# My first "wildlife" picture.. a baby turtle



## kellylindseyphotography

My model found this baby turtle during our shoot.  We were leaving the shore of a lake and on the way up the hill, she saw this tiny little thing moving, it looked like a rock or a piece of coal with a tail .  Strangely, (or maybe no so strangely, I have no idea) it was nearly all black and had a long tail.  I know nothing of wildlife or turtles but thought it was pretty cool. CC welcome!
All shot wide open at 1.8 with my 50mm
1.





2.





3.  and then we went back down to the lake and set him free


----------



## Phranquey

I may be mistaken, but that looks like a baby alligator snapping turtle. I have never seen one that small. 

I don't know if I would have held it like that, though. Looking at the size compared to the hand, it could have taken a nice little chunk out of that thumb.
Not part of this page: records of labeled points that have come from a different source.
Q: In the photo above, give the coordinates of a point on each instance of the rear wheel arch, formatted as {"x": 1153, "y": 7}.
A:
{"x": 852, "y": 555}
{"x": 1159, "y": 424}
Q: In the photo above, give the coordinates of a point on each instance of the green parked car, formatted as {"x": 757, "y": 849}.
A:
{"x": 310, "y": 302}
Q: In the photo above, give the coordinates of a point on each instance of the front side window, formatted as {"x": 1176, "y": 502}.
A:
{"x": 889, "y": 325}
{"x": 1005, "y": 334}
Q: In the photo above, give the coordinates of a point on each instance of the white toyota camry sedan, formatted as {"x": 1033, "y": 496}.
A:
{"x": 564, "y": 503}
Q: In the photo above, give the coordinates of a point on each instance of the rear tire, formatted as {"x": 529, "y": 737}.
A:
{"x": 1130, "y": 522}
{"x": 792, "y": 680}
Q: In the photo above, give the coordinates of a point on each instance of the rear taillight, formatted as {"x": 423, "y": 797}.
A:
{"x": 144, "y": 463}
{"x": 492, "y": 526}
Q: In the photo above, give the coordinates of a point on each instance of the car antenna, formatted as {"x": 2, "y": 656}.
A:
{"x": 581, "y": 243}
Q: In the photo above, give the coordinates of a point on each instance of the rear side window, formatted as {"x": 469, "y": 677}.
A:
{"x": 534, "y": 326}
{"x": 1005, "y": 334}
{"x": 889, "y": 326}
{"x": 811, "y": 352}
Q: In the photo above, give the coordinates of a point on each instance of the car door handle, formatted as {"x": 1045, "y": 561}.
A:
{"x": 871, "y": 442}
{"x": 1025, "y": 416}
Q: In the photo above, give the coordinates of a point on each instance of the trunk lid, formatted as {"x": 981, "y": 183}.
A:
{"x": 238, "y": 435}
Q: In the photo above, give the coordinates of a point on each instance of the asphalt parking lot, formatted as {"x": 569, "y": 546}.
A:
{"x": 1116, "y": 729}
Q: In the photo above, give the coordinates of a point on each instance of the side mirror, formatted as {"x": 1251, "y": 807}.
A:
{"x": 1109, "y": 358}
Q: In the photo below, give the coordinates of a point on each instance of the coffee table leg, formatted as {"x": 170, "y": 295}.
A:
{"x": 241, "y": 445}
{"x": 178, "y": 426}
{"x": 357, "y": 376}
Very cute, but here's what they turn into:

http://www.dausettrails.com/snapturtle.jpg


----------



## kellylindseyphotography

We tried to see if it would snap by first putting a stick in front of its face.   It never snapped so we "ass"umed it would be OK   Luckily we were right lol!


----------



## Phranquey

> We tried to see if it would snap by first putting a stick in front of its face. It never snapped so we "ass"umed it would be OK


 
:lmao:

That's because they like meat, not sticks......


----------



## kellylindseyphotography

Phranquey said:


> I may be mistaken, but that looks like a baby alligator snapping turtle. I have never seen one that small.
> 
> I don't know if I would have held it like that, though. Looking at the size compared to the hand, it could have taken a nice little chunk out of that thumb.
> 
> Very cute, but here's what they turn into:
> 
> http://www.dausettrails.com/snapturtle.jpg



good effin gravy man!  :meh:


----------



## bullitt453

Definitely a terrapin snapping turtle.  They can be vicious suckers when they get older.


----------



## photocat

i love image #1.  very cool find!!  thanks to *Phranquey* for showing us what the "mommy" looks like!  lol  yikes!!!


----------



## tirediron

Nice pictures, but it is a young turtle, ergo a child, so can you really say you're branching out?


----------



## Ejazzle

hahaha i love those pictures!


----------



## manaheim

The turtle was probably thinking... "Ok, look it's another one of these crazy humans who thinks I'm gonna stupidly bite a stick... just wait... I'll show 'em."


----------



## johngpt

And because you set him free, someday, down the road, when you're like, drowning or sumtin' in that lake, he's gonna like remember, and like save yer butt!   :mrgreen:


----------



## manaheim

johngpt said:


> And because you set him free, someday, down the road, when you're like, drowning or sumtin' in that lake, he's gonna like remember, and like save yer butt! :mrgreen:


 
...or put a stick in front of your face to see if you'll bite it. :lmao:


----------



## kellylindseyphotography

manaheim said:


> ...or put a stick in front of your face to see if you'll bite it. :lmao:


 
LmAO!!  I was so surprised it was so calm and didnt' try to lash out at us!  Yikes! I wondered why he was so far from the lake.. And so black and bumpy.  It looked like he was going to die being so tiny and dry like that.  Maybe he hatched and couldn't find his way back to the water?


----------



## fug.li

I never knew baby turtles were so small. I like the second shot a lot.


----------